The argument that Bardaisan puts forward is: since people living in a certain country all have the same customs (e.g. “among the Indians, the Brahmans have a law forbidding to kill at all… to eat flesh, or to drink wine”) their behaviour cannot be determined by fate. Since fate is different for each individual, we would expect every person to behave according to their own individual customs rather than those of the country as a whole.
The literary and philosophical background of BLC is studied in a different project, the CLARIAH-funded pilot LinkSyr, which builds upon the linguistic analysis of this book by Dirk Bakker in his PhD dissertation Bardaisan’s Book of the Laws of the Countries: A Computer-Assisted Linguistic Analysis. The Pelagios Resource Development Grant will be used to bridge these textual source with geographical data. What did Bardaisan’s geography look like? Where can we locate the peoples that he mentions? What, from his 2nd-century Syriac perspective, were the “ends of the world”, in the West and in the East, in the North and in the South?

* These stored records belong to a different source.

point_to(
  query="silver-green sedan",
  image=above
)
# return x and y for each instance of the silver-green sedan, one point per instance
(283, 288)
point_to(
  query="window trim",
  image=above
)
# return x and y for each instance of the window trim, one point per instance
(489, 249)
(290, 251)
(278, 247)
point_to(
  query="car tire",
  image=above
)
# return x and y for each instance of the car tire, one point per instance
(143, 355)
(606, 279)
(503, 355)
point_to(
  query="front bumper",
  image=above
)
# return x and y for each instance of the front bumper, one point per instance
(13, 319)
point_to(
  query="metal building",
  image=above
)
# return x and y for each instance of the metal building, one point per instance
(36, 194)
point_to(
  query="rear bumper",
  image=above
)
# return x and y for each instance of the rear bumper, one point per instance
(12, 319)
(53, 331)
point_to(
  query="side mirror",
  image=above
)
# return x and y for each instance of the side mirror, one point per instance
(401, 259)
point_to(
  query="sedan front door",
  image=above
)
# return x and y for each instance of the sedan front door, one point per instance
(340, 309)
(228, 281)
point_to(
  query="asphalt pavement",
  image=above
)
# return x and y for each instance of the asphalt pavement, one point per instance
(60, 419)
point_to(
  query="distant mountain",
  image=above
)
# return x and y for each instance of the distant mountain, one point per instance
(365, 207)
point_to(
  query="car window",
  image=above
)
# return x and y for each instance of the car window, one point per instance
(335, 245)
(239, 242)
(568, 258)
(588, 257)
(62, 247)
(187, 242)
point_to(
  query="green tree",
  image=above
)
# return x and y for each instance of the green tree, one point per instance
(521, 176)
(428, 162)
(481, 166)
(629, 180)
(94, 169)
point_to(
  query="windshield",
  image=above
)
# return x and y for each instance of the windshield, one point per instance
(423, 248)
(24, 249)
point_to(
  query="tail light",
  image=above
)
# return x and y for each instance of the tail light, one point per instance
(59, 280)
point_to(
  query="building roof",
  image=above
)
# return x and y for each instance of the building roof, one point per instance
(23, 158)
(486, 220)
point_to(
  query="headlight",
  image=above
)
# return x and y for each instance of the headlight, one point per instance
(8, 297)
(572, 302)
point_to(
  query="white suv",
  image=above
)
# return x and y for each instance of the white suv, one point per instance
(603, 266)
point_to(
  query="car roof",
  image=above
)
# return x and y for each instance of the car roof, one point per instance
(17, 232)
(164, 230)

A transatlantic interdisciplinary cooperation

The project ‘Linking Syriac Geographic Data’ will bring the linguistically annotated Syriac text of BLC to the Pelagios community. In addition, it will introduce a dataset of over 2500 place entities from The Syriac Gazetteer. Thus it will bring together the computational textual analysis performed by the Eep Talstra Centre for Bible and Computer (Vrije Universiteit Amsterdam) and geographical data collected by Syriaca.org, a research collaborative based at Vanderbilt University whose mission is to curate authority files and URIs which enable the creation of Linked Open Data from Syriac sources. The geographic information included in the Gazetteer and that derived from the Book of the Laws of the Countries will be loaded into Pelagios. On the basis of a comparison of the NER done in the textual analysis and Pelagios’s Recogito annotation tool, the research team will document a workflow for future datasets with linked Syriac geographic data.
The Syriac heritage
We are extremely grateful for the Pelagios Resourcce Development grant that we received for this project. Not only because it enables up to set up a collaboration project between two research groups working at the nexus of Digital Humanities and Syriac studies at both sides of the Atlantic; and not only because we are convinced that as a case study of combined textual and geographical analysis, it can be beneficial as an example to scholars from various disciplines, but also because it broadens the scope of the highly valuable Pelagios resources by including more Syriac materials.
Syriac is a dialect of Aramaic once spoken by populations stretching across the Middle East and Central Asia. For much of the first millennium C.E., Syriac served as a lingua franca used in travel, trade, and religious culture from the Eastern coast of the Mediterranean to beyond the Iranian plateau. Syriac materials provide unparalleled sources for political and cultural history of late antiquity and the middle ages. These materials are of interest to scholars in a variety of humanities fields including classics, Middle Eastern studies, medieval history, religious studies, and linguistics.
Deliverables
Our aim is to produce the following four deliverables in this Pelagios Resource Development Project:
- Import into Pelagios of the Syriac Gazetteer, an authority file for Syriac geographic data with entries on over 2500 places. [Already done!]
- Import into Pelagios of a revised and manually corrected RDF data set of geographic information derived from the BLC text.
- Report on the comparison between the results of independent Syriac NER done by the LinkSyr team with the same workflow using Pelagios’ Recogito annotation tool.
- Documentation and workflow for future datasets with Syriac geographic data.